An urn model for species richness estimation in quadrat sampling from fixed-area populations

Abstract

Summary A simple urn model species richness estimator applicable to quadrat sampling from a fixed-area sessile population composed of N quadrats is proposed. The urn model rests on the assumption that the proportion of quadrats with species that occurred in just one of the n sampled quadrats is proportional to the probability of discovering a new species if one quadrat is added to the sample. The urn model works by making one-step-ahead sequential predictions of new species discoveries for all N − n quadrats not in the original sample. The probability of a new discovery changes dynamically as predictions are made. The urn scheme is repeated a large number of times to yield a resampling distribution of richness from which the mean is obtained as the estimate of richness.
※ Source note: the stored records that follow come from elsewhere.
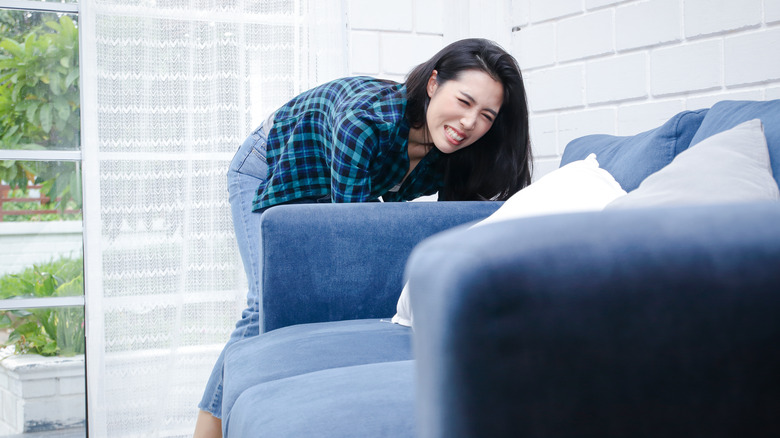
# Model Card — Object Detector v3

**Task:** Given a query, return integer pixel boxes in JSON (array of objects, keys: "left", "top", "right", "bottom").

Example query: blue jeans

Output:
[{"left": 199, "top": 121, "right": 271, "bottom": 418}]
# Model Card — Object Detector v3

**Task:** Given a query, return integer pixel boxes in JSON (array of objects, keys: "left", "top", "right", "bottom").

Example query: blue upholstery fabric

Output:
[
  {"left": 560, "top": 109, "right": 708, "bottom": 191},
  {"left": 225, "top": 360, "right": 415, "bottom": 438},
  {"left": 222, "top": 202, "right": 500, "bottom": 436},
  {"left": 222, "top": 319, "right": 412, "bottom": 425},
  {"left": 259, "top": 201, "right": 502, "bottom": 332},
  {"left": 410, "top": 202, "right": 780, "bottom": 438},
  {"left": 688, "top": 99, "right": 780, "bottom": 189}
]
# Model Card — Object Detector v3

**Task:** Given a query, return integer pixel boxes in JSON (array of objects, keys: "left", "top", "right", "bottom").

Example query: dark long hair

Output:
[{"left": 405, "top": 38, "right": 532, "bottom": 201}]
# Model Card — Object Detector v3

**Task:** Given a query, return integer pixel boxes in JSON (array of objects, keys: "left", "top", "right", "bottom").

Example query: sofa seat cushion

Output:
[
  {"left": 224, "top": 360, "right": 415, "bottom": 438},
  {"left": 222, "top": 319, "right": 412, "bottom": 424}
]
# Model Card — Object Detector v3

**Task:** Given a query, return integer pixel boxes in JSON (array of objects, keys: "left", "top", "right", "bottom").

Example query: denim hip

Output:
[{"left": 198, "top": 112, "right": 273, "bottom": 419}]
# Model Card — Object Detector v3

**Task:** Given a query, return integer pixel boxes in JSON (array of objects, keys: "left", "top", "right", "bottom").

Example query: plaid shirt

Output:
[{"left": 252, "top": 77, "right": 444, "bottom": 211}]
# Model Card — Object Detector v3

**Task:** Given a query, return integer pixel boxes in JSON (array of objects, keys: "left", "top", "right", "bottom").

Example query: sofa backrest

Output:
[
  {"left": 560, "top": 109, "right": 708, "bottom": 192},
  {"left": 688, "top": 100, "right": 780, "bottom": 190},
  {"left": 561, "top": 99, "right": 780, "bottom": 192}
]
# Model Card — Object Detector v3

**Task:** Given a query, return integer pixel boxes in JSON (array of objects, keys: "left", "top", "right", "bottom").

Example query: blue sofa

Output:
[{"left": 222, "top": 100, "right": 780, "bottom": 437}]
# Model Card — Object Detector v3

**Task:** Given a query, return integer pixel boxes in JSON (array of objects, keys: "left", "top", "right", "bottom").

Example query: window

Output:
[
  {"left": 0, "top": 1, "right": 85, "bottom": 436},
  {"left": 5, "top": 1, "right": 345, "bottom": 435}
]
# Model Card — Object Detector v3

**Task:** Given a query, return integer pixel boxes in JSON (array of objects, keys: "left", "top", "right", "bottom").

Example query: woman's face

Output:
[{"left": 425, "top": 69, "right": 504, "bottom": 154}]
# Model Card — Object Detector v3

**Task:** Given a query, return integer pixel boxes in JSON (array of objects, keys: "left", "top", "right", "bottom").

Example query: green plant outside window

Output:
[
  {"left": 1, "top": 10, "right": 84, "bottom": 358},
  {"left": 1, "top": 11, "right": 81, "bottom": 214},
  {"left": 0, "top": 256, "right": 84, "bottom": 356}
]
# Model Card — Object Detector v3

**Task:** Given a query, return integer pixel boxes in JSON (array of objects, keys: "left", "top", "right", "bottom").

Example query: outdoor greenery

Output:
[
  {"left": 0, "top": 10, "right": 84, "bottom": 357},
  {"left": 0, "top": 10, "right": 81, "bottom": 214},
  {"left": 0, "top": 256, "right": 85, "bottom": 357}
]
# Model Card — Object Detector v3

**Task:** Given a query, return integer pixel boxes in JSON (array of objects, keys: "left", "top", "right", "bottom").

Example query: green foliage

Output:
[
  {"left": 0, "top": 12, "right": 81, "bottom": 213},
  {"left": 0, "top": 10, "right": 48, "bottom": 38},
  {"left": 0, "top": 256, "right": 85, "bottom": 357}
]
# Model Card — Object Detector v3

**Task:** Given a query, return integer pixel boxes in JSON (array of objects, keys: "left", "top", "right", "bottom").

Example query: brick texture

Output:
[
  {"left": 525, "top": 66, "right": 584, "bottom": 112},
  {"left": 506, "top": 0, "right": 780, "bottom": 179},
  {"left": 349, "top": 0, "right": 414, "bottom": 31},
  {"left": 557, "top": 10, "right": 614, "bottom": 62},
  {"left": 586, "top": 53, "right": 647, "bottom": 104},
  {"left": 651, "top": 39, "right": 722, "bottom": 96},
  {"left": 615, "top": 0, "right": 681, "bottom": 51},
  {"left": 558, "top": 108, "right": 617, "bottom": 151},
  {"left": 528, "top": 0, "right": 582, "bottom": 23},
  {"left": 617, "top": 100, "right": 685, "bottom": 136},
  {"left": 684, "top": 0, "right": 762, "bottom": 38},
  {"left": 724, "top": 27, "right": 780, "bottom": 86},
  {"left": 768, "top": 0, "right": 780, "bottom": 24},
  {"left": 513, "top": 22, "right": 556, "bottom": 69}
]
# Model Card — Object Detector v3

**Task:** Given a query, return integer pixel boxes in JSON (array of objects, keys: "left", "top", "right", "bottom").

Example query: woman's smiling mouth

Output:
[{"left": 445, "top": 125, "right": 465, "bottom": 144}]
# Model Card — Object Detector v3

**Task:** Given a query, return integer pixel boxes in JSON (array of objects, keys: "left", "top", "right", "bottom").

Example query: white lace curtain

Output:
[{"left": 79, "top": 1, "right": 346, "bottom": 435}]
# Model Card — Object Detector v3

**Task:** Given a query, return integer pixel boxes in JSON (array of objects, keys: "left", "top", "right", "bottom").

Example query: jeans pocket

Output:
[{"left": 238, "top": 146, "right": 268, "bottom": 180}]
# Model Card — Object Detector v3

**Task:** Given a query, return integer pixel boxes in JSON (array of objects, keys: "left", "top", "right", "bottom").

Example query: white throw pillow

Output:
[
  {"left": 607, "top": 118, "right": 780, "bottom": 209},
  {"left": 391, "top": 154, "right": 627, "bottom": 327}
]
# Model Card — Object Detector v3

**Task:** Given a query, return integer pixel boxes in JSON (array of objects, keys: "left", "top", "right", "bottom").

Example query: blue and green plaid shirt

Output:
[{"left": 252, "top": 76, "right": 444, "bottom": 211}]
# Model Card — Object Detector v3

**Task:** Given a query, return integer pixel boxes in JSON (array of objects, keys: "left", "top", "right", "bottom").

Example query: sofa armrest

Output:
[
  {"left": 259, "top": 201, "right": 501, "bottom": 332},
  {"left": 410, "top": 201, "right": 780, "bottom": 438}
]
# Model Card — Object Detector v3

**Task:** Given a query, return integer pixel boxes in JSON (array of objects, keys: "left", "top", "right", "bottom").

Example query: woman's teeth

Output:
[{"left": 445, "top": 126, "right": 464, "bottom": 142}]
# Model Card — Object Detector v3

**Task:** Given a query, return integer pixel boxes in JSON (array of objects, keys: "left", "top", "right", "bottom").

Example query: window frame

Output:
[
  {"left": 0, "top": 0, "right": 84, "bottom": 312},
  {"left": 0, "top": 2, "right": 89, "bottom": 435}
]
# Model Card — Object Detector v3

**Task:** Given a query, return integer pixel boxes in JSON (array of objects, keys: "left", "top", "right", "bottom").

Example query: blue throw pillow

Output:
[
  {"left": 688, "top": 99, "right": 780, "bottom": 189},
  {"left": 560, "top": 109, "right": 708, "bottom": 191}
]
The variance of the resampling distribution quantifies the prediction variance. Quantiles (0.025 and 0.975) of the resampling distribution were taken as the upper and lower limit of a 95 per cent confidence interval for the true richness. In simulated low-intensity quadrat sampling from 10 fixed-area populations of forest trees, the urn estimator had the lowest bias and root meansquared errors and the best coverage of 95 per cent confidence intervals. Attractive ‘asymptotic’ properties of the urn model were demonstrated with three artificial benchmark populations.